8th- The Sting (1973)
Redford plays Depression-era confidence trickster Johnny Hooker, whose friend and mentor Luther Coleman is murdered by racketeer/gambler Doyle Lonnegan.  Hoping to avenge Luther's death, Johnny begins planning a "sting" -- an elaborate scam -- to destroy Lonnegan.  He enlists the aid of "the greatest con artist of them all," Henry Gondorff who pulls himself out of a drunken stupor and rises to the occasion. Hooker and Gondorff gather together an impressive array of con men, all of whom despise Lonnegan and wish to settle accounts on behalf of Luther.

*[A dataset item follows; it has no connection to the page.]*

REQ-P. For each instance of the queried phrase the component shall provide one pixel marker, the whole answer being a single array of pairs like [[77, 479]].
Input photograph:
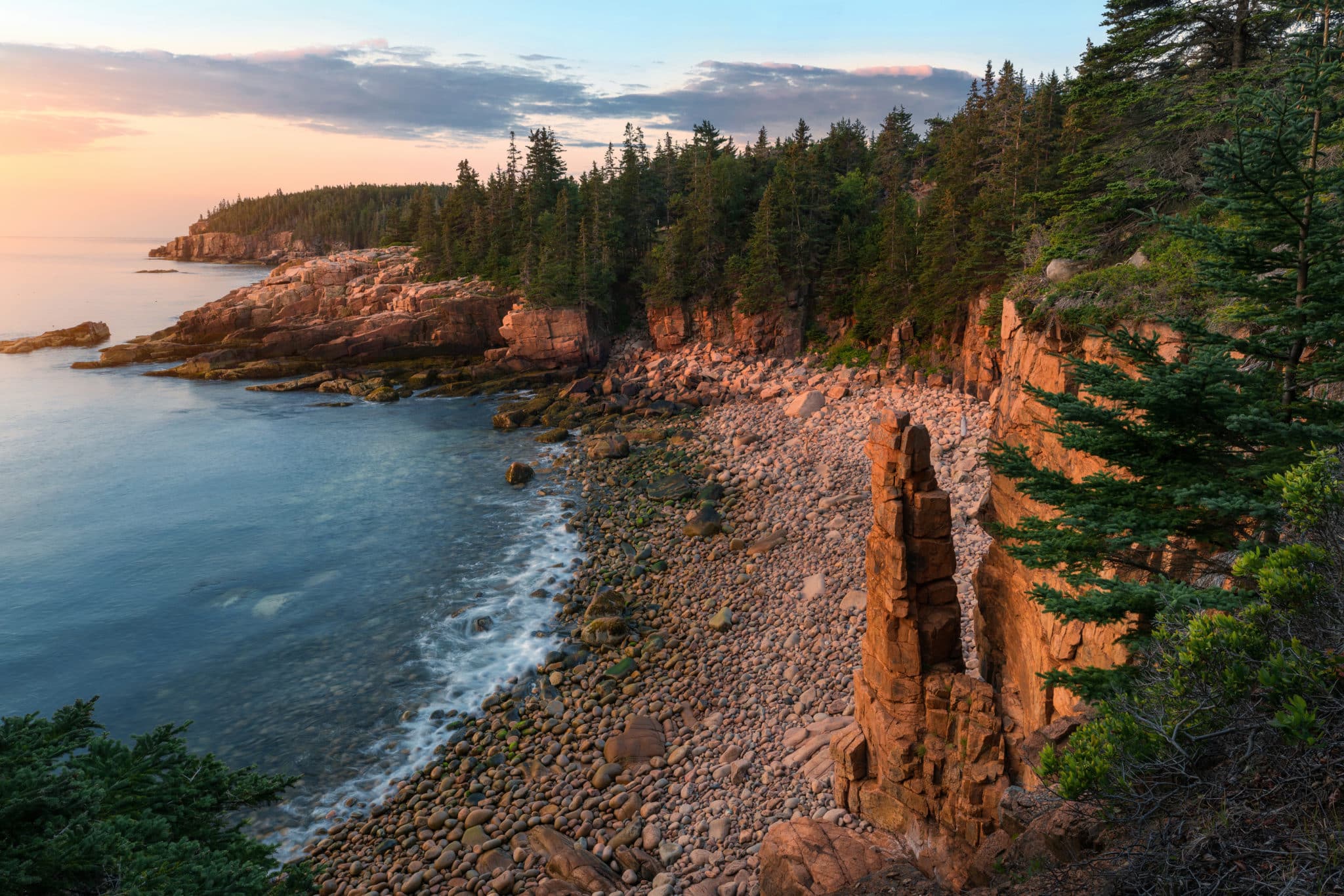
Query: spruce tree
[[1190, 441]]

15sh - One Flew Over the Cuckoo’s Nest (1975)
Playing crazy to avoid prison work, manic free spirit Randle P. McMurphy is sent to the state mental hospital for evaluation. There he encounters a motley crew of mostly voluntary inmates, including cowed mama's boy Billy and silent Native American Chief Bromden presided over by the icy Nurse Ratched.  Ratched and McMurphy recognize that each is the other's worst enemy: an authority figure who equates sanity with correct behavior, and a misfit who is charismatic enough to dismantle the system simply by living as he pleases. McMurphy proceeds to instigate group insurrections large and small, ranging from a restorative basketball game to an unfettered afternoon boat trip and a tragic after-hours party with hookers and booze. Nurse Ratched, however, has the machinery of power on her side to ensure that McMurphy will not defeat her. Still, McMurphy's message to live free or die is ultimately not lost on one inmate, revealing that escape is still possible even from the most oppressive conditions.

22nd - Rocky (1976)

Rocky Balboa a Philadelphia boxer a once-promising pugilist, Rocky is now taking nickel-and-dime bouts and running strong arm errands for local loan sharks to survive.  Even his supportive trainer, Mickey has given up on Rocky. All this changes thanks to Muhammad Ali-like super-boxer Apollo Creed with the Bicentennial celebration coming up, Creed must find a "Cinderella" opponent for the big July 4th bout -- some unknown whom Creed can "glorify" for a few minutes before knocking him cold.  For Stallone, this was a make-or-break opportunity -- just like Rocky's million-to-one shot with Apollo Creed.  Rocky is an old-fashioned fairytale brilliantly revamped to chime in with the depressed mood of the '70s

29th -Annie Hall (1977)
Woody Allen's romantic comedy follows the up and down relationship of two mismatched New York neurotics. Jewish comedy writer Alvy Singer ponders the modern quest for love and his past romance with tightly-wound WASP singer Annie Hall.  The twice-divorced Alvy knows that it's not easy to find a mate when the options include pretentious New York intellectuals and lifestyle-obsessed Rolling Stone writers, but la-di-dah-ing Annie seems different.  Originally entitled Anhedonia (the inability to enjoy oneself),  Annie Hall blended the slapstick and fantasy from such earlier Allen films as Sleeper (1973) and Bananas (1971) with the more autobiographical musings of his stand-up and written comedy, Allen and co-writer Marshall Brickman skewered 1970s solipsism, reversing the happy marriage of opposites found in classic screwball comedies.